I have an Easter memory from years ago. I was living in Washington, DC, and that year was a low point in my life. My older sister had recently died and both of my brothers were seriously ill; my best friend was leaving town, and on top of that I was questioning my work.
In my journal that April I wrote, “Am I depressed?” When I read those pages now I laugh and shake my head. “Depressed?” That I even had to ask. In that long year I thought I’d never laugh again, just as I thought I’d never again feel love, the joy of easy friendship, or the satisfaction of good work.
I went to church that Easter out of both habit and desperation. I had grown up in a church going family. It was what we did. And so to honor the family that I was losing I went. I chose a big downtown church for Easter services—one with hundreds in the congregation--not daring to visit a smaller church where I might have to speak to people or be embarrassed by my own tears. I wanted the paradoxical safety and anonymity of being in a crowd.

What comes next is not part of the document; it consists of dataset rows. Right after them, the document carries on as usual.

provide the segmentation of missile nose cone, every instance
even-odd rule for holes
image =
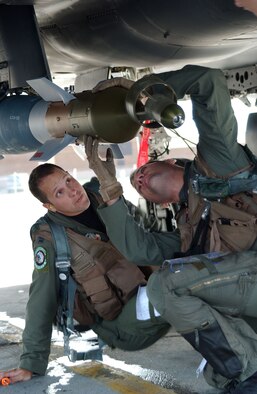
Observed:
[[[177,104],[170,104],[161,113],[161,124],[164,127],[176,129],[185,121],[185,113]]]

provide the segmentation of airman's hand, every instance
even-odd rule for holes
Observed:
[[[105,81],[100,81],[93,89],[92,92],[100,92],[101,90],[105,90],[108,88],[112,88],[115,86],[120,86],[125,89],[130,89],[131,86],[133,85],[134,81],[131,81],[130,79],[126,78],[111,78],[111,79],[106,79]]]
[[[104,202],[116,200],[122,195],[123,190],[116,179],[116,169],[111,148],[107,149],[106,160],[104,161],[98,156],[98,140],[96,138],[85,136],[84,143],[89,168],[95,172],[99,180],[99,192]]]
[[[9,378],[11,383],[25,382],[32,378],[32,372],[27,369],[15,368],[10,371],[0,372],[0,379]]]

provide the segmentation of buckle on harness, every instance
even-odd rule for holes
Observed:
[[[203,210],[202,215],[201,215],[201,218],[203,220],[205,220],[207,218],[207,216],[209,215],[210,209],[211,209],[210,201],[208,201],[206,199],[204,199],[204,201],[205,201],[205,207],[204,207],[204,210]]]
[[[68,272],[70,268],[70,260],[65,260],[65,261],[56,261],[55,262],[55,267],[58,270],[58,276],[60,280],[66,280],[68,279]]]
[[[191,186],[192,186],[193,192],[195,194],[199,194],[200,193],[199,174],[196,174],[195,177],[193,179],[191,179]]]
[[[62,270],[64,268],[69,268],[70,267],[70,260],[65,260],[65,261],[56,261],[55,262],[56,268]]]
[[[86,352],[77,352],[74,349],[70,349],[69,360],[74,363],[81,360],[103,360],[103,350],[99,347],[97,349],[90,349]]]

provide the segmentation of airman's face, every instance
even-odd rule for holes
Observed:
[[[171,165],[166,161],[150,162],[138,168],[131,180],[146,200],[158,204],[171,201]]]
[[[81,184],[68,172],[59,168],[53,174],[43,178],[39,188],[48,200],[43,205],[50,211],[75,216],[85,211],[90,205],[88,195]]]

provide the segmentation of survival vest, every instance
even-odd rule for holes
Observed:
[[[35,235],[51,240],[49,225],[39,219]],[[77,283],[74,317],[92,325],[96,317],[113,320],[122,306],[146,284],[139,267],[127,261],[110,241],[91,238],[66,228],[71,251],[71,275]],[[86,234],[87,235],[87,234]]]
[[[113,320],[122,306],[146,284],[142,271],[128,262],[110,241],[86,238],[67,229],[73,277],[87,295],[92,311]]]
[[[246,152],[249,151],[246,148]],[[241,173],[219,178],[200,155],[187,163],[188,201],[176,220],[182,253],[250,249],[257,238],[256,160]]]
[[[78,234],[47,215],[38,224],[39,229],[31,232],[32,240],[42,236],[54,243],[59,289],[56,324],[64,334],[65,354],[71,361],[101,359],[101,347],[88,352],[70,349],[70,335],[90,328],[99,318],[115,319],[139,285],[146,284],[145,276],[109,241]],[[80,326],[74,327],[74,319]]]

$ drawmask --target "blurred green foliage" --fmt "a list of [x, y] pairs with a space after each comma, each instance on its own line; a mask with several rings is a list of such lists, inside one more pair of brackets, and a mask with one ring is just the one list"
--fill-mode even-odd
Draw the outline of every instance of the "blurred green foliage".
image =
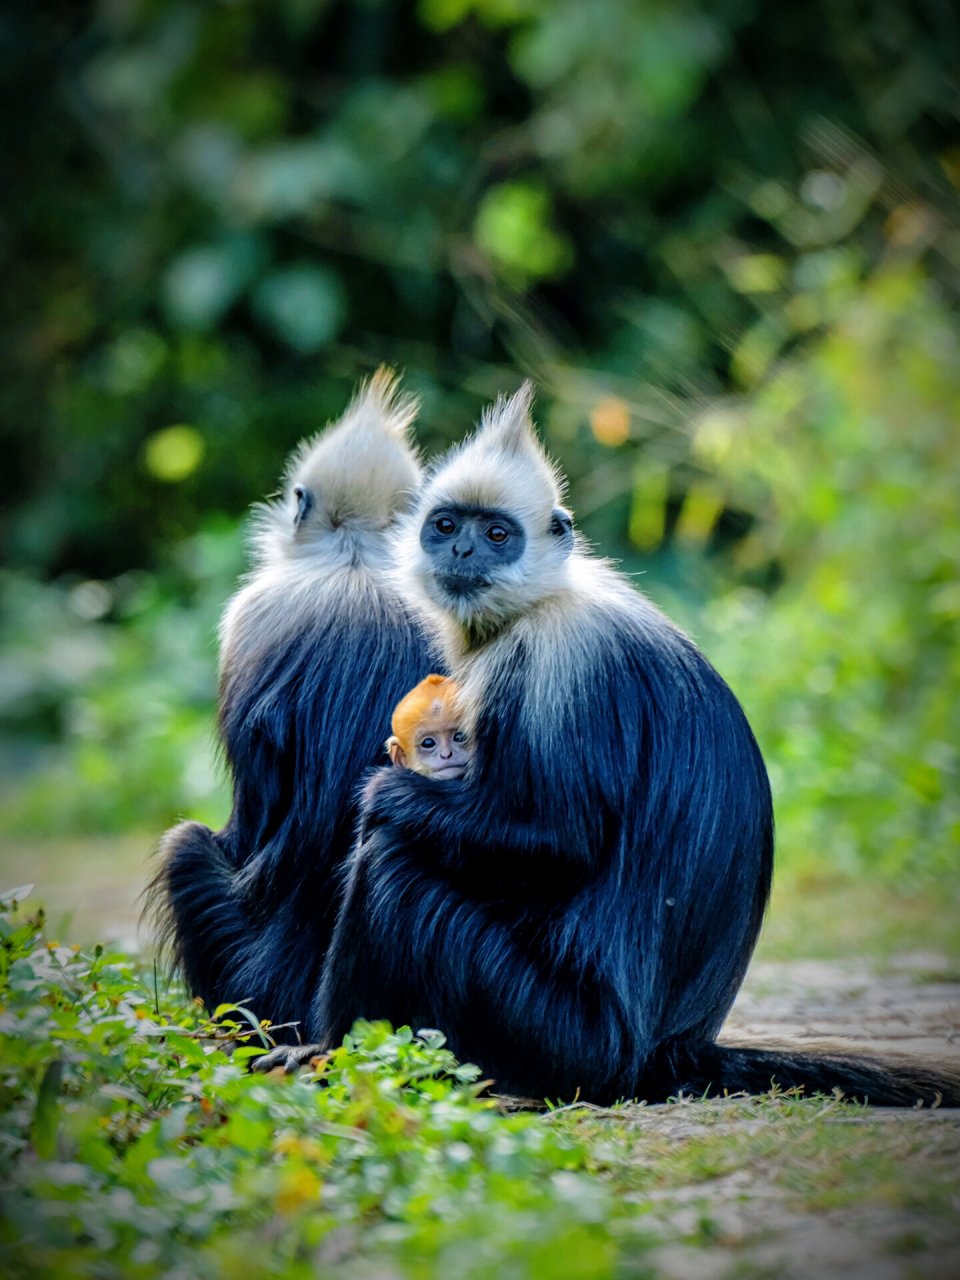
[[179, 812], [225, 819], [216, 624], [241, 551], [234, 525], [210, 526], [156, 574], [0, 578], [8, 834], [159, 830]]
[[915, 269], [851, 288], [829, 331], [695, 450], [776, 556], [772, 595], [709, 604], [707, 648], [766, 751], [781, 850], [956, 884], [960, 849], [960, 332]]
[[521, 374], [578, 522], [745, 702], [781, 855], [960, 835], [949, 6], [10, 7], [7, 831], [218, 821], [237, 520], [382, 360]]

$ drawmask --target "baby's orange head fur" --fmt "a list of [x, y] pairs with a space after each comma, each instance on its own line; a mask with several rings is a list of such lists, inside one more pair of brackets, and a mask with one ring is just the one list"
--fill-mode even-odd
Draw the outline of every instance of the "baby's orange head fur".
[[451, 710], [457, 696], [457, 684], [449, 676], [430, 675], [421, 680], [393, 709], [390, 731], [399, 738], [404, 749], [413, 746], [417, 725], [436, 709]]
[[469, 750], [460, 728], [457, 693], [455, 680], [429, 675], [401, 698], [387, 739], [387, 752], [395, 765], [434, 777], [463, 776]]

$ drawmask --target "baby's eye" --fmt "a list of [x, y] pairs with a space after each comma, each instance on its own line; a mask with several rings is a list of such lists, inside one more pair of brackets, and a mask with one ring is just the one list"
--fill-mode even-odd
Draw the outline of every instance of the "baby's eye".
[[432, 751], [436, 745], [437, 745], [436, 738], [424, 738], [423, 741], [420, 743], [420, 750]]
[[453, 735], [453, 740], [454, 742], [466, 742], [467, 735], [466, 733], [464, 733], [463, 729], [458, 729], [457, 732]]

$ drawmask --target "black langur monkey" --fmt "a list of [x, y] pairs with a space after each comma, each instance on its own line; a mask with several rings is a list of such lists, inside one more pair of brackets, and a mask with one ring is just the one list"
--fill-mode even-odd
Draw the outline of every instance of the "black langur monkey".
[[305, 441], [255, 517], [255, 567], [220, 627], [219, 729], [233, 780], [222, 831], [168, 831], [150, 898], [190, 991], [302, 1019], [353, 841], [356, 788], [394, 703], [435, 666], [390, 585], [415, 500], [416, 403], [379, 370]]
[[713, 667], [579, 545], [529, 407], [524, 388], [485, 415], [398, 541], [474, 755], [462, 781], [384, 769], [368, 785], [310, 1033], [329, 1045], [358, 1017], [439, 1027], [524, 1096], [775, 1079], [960, 1100], [922, 1064], [716, 1042], [770, 888], [766, 771]]

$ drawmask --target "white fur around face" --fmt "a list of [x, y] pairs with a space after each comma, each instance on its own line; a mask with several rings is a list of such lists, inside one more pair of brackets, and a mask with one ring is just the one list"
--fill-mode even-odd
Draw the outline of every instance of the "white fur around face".
[[[382, 532], [408, 510], [421, 479], [408, 438], [416, 411], [415, 398], [399, 392], [396, 375], [378, 369], [338, 422], [294, 451], [281, 497], [257, 511], [257, 562], [336, 559], [338, 548], [342, 552], [357, 538]], [[298, 487], [312, 501], [299, 525]]]
[[[421, 479], [408, 438], [416, 409], [396, 375], [379, 369], [338, 422], [294, 451], [281, 496], [255, 508], [254, 567], [224, 611], [221, 666], [304, 625], [329, 606], [331, 592], [347, 609], [363, 597], [367, 611], [392, 597], [387, 534]], [[299, 524], [297, 487], [312, 498]]]
[[442, 634], [465, 727], [475, 731], [480, 708], [488, 691], [497, 687], [499, 673], [520, 662], [526, 679], [525, 708], [532, 717], [530, 732], [556, 733], [562, 739], [571, 715], [594, 696], [594, 671], [615, 656], [624, 634], [640, 641], [665, 625], [672, 626], [608, 560], [576, 549], [566, 561], [562, 582], [540, 593], [498, 632], [494, 643], [471, 649], [458, 632]]
[[[416, 509], [400, 526], [398, 582], [427, 610], [451, 649], [482, 642], [567, 582], [568, 550], [551, 533], [562, 481], [534, 433], [530, 397], [529, 385], [524, 385], [488, 409], [479, 430], [428, 476]], [[527, 538], [520, 558], [498, 570], [491, 587], [467, 599], [447, 595], [420, 546], [420, 530], [430, 511], [462, 505], [509, 512]]]

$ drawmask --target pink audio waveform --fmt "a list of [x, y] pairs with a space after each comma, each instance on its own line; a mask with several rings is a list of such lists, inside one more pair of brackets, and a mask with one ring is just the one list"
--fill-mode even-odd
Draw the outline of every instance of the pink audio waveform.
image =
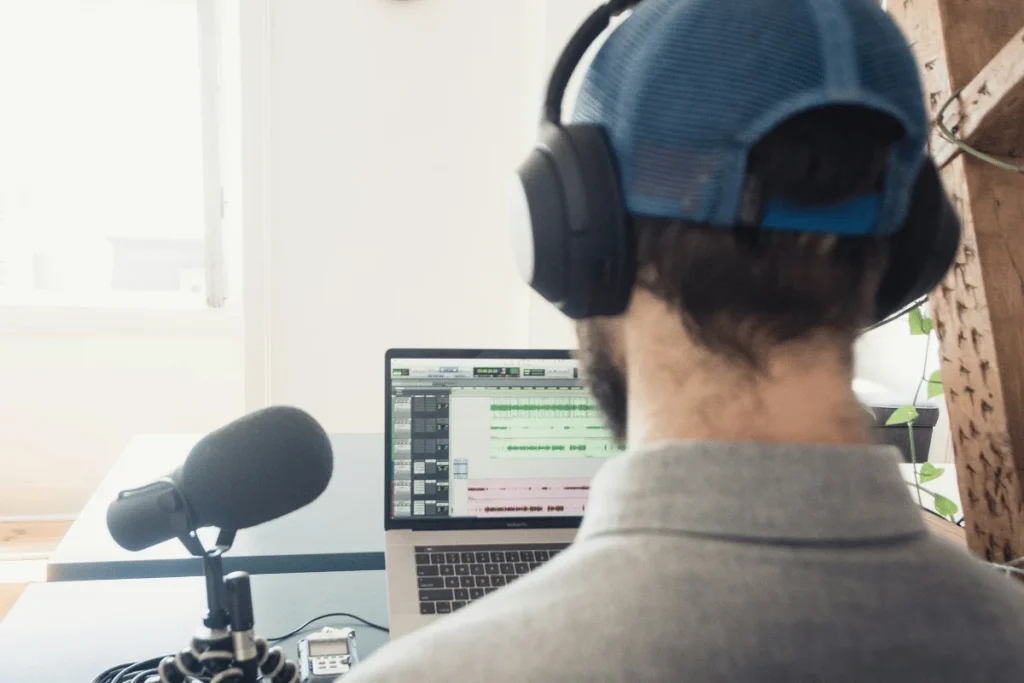
[[478, 517], [582, 515], [589, 479], [477, 479], [470, 482], [469, 514]]

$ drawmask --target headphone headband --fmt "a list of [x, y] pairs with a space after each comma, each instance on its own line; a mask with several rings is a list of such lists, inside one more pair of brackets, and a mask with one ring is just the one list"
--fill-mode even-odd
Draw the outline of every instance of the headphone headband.
[[544, 120], [554, 124], [562, 122], [562, 100], [569, 79], [586, 54], [587, 48], [604, 33], [612, 21], [628, 9], [640, 4], [640, 0], [610, 0], [594, 10], [569, 39], [562, 54], [558, 56], [555, 68], [548, 79], [548, 92], [544, 97]]

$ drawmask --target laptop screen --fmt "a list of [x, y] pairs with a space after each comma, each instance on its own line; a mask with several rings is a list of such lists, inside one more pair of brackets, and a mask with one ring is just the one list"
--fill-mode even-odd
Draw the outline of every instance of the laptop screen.
[[387, 358], [392, 521], [582, 516], [618, 449], [569, 352], [410, 353]]

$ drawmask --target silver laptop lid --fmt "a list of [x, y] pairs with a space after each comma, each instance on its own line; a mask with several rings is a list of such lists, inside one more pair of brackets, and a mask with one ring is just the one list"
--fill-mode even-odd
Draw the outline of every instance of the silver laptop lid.
[[618, 453], [569, 351], [385, 354], [385, 529], [578, 526]]

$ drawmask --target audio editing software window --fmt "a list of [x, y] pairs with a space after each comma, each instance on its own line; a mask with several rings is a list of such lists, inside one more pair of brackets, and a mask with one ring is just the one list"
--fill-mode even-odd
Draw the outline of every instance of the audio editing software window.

The minister that Easter Sunday said many things that I don’t remember but one sentence has stayed with me all these years. He said, “We live in a Good Friday world…” That I understood. A Good Friday world is a world full of suffering, questioning, unfairness, trouble, mistakes, hurts, losses and grief. That was certainly confirmation of my life that day. “But”, he continued, “We are Easter people.” Those words stopped me cold. I was stunned to be reminded that painful morning that there was something other than what I was feeling.
My life was not instantly transformed; his words did not change the course of my brothers’ illness; nor give me answers to my questions. But the idea of being “Easter people” gave me a pause in my grief and the teeniest hope that there really did exist something other than pain.
Today all of the things that hurt so much back then have changed. As my brothers died friends came forward to help. I began to write and publish. Months later I fell in love and moved to upstate New York where a new life began with new friends, new work and yes, of course, new problems.
What strikes me now is that this believing in “Easter” in the midst of “Good Friday” is as much about being an American as it is about being Christian. Americans are, by character, a people of reinvention. There is an extra layer of intention that we bring to “new life” that isn’t true even in other predominately Christian cultures. As Americans we are future oriented, we look forward not back, and we are, for the most part, a culture of optimistic, hopeful people.
The gift from that Easter service many years ago was the reminder that we are, by religion or culture, a people who believe in possibility. When our hearts are shattered we are sometimes shocked to discover that there is joy as well as pain inside. Out of the ashes of our mistakes, from our defeats and even our despair, we rise again in better lives.